Mathematical analysis of fracture and related phenomena in atomistic modelling of crystalline materials
Dr Maciej Buze (Heriot-Watt University)
Thursday 19th October 14:00-15:00 Maths 311B/ZOOM (ID: 821 4273 9503)
The atomistic modelling of fracture and related phenomena in crystalline materials poses a string of mathematically non-trivial and exciting challenges, both on a theoretical and a practical level. At the heart of the problem lies a discrete domain of atoms (a lattice), which exhibits spatial inhomogeneity induced by the crack surface, particularly pronounced in the vicinity of the crack tip. Atoms interact in a highly nonlinear way, resulting in a severely non-convex energy landscape facilitating non-trivial behaviour of atoms such as (i) crack propagation; (ii) near-crack tip plasticity - emission and movement of defects known as dislocations in the vicinity of the crack tip; (iii) surface effects - atoms at the crack surface relaxing or possibly attaining an altogether different crystalline structure. On the practical side, the richness of possible phenomena renders the task of setting up numerical simulations particularly tricky - numerical artefacts, e.g. induced by prescribing a particular boundary condition, can lead to inconsistent results.

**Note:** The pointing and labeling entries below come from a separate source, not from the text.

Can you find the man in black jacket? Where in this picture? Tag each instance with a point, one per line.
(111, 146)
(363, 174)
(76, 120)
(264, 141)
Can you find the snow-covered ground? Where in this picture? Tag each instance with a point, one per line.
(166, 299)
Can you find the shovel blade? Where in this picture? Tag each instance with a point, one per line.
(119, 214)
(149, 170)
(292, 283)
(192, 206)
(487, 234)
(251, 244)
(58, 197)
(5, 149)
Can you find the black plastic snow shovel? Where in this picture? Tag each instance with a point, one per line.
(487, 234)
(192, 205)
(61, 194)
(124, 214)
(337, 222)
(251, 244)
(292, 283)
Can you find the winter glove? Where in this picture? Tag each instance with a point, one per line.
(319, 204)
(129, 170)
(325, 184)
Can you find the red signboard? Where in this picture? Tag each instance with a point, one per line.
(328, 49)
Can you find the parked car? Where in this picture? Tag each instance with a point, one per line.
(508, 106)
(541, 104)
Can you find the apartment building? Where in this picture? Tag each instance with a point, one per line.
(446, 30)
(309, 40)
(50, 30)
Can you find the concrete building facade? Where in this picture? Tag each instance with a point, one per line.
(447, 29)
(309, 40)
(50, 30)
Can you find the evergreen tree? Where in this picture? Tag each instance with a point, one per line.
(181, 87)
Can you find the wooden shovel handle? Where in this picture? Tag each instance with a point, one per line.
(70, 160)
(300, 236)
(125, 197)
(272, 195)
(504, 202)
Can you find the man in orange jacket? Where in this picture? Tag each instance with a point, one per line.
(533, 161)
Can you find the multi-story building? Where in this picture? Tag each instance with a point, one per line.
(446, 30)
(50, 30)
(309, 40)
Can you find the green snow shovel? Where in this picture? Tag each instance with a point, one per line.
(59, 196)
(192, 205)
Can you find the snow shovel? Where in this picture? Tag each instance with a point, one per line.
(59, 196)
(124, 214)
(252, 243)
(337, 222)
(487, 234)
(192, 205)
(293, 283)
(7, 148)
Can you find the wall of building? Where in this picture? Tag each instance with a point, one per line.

In this talk I will aim to summarise on-going efforts aimed at putting the atomistic modelling of fracture on a rigorous mathematical footing. I will begin by introducing a framework giving rise to well-defined models for which regularity and stability of solutions can be discussed, followed by describing how the theory can be used to set up practical simulations, such as Mode I crack propagation in silicon on the (111) cleavage plane, using state-of-the-art interatomic potentials. Subsequently I will outline how this framework can be used to rigorously derive upscaled models of near-crack-tip plasticity and, if time permits, touch upon recent work on trying to applying similar methods to study other atomistic phenomena, such as dislocation nucleation.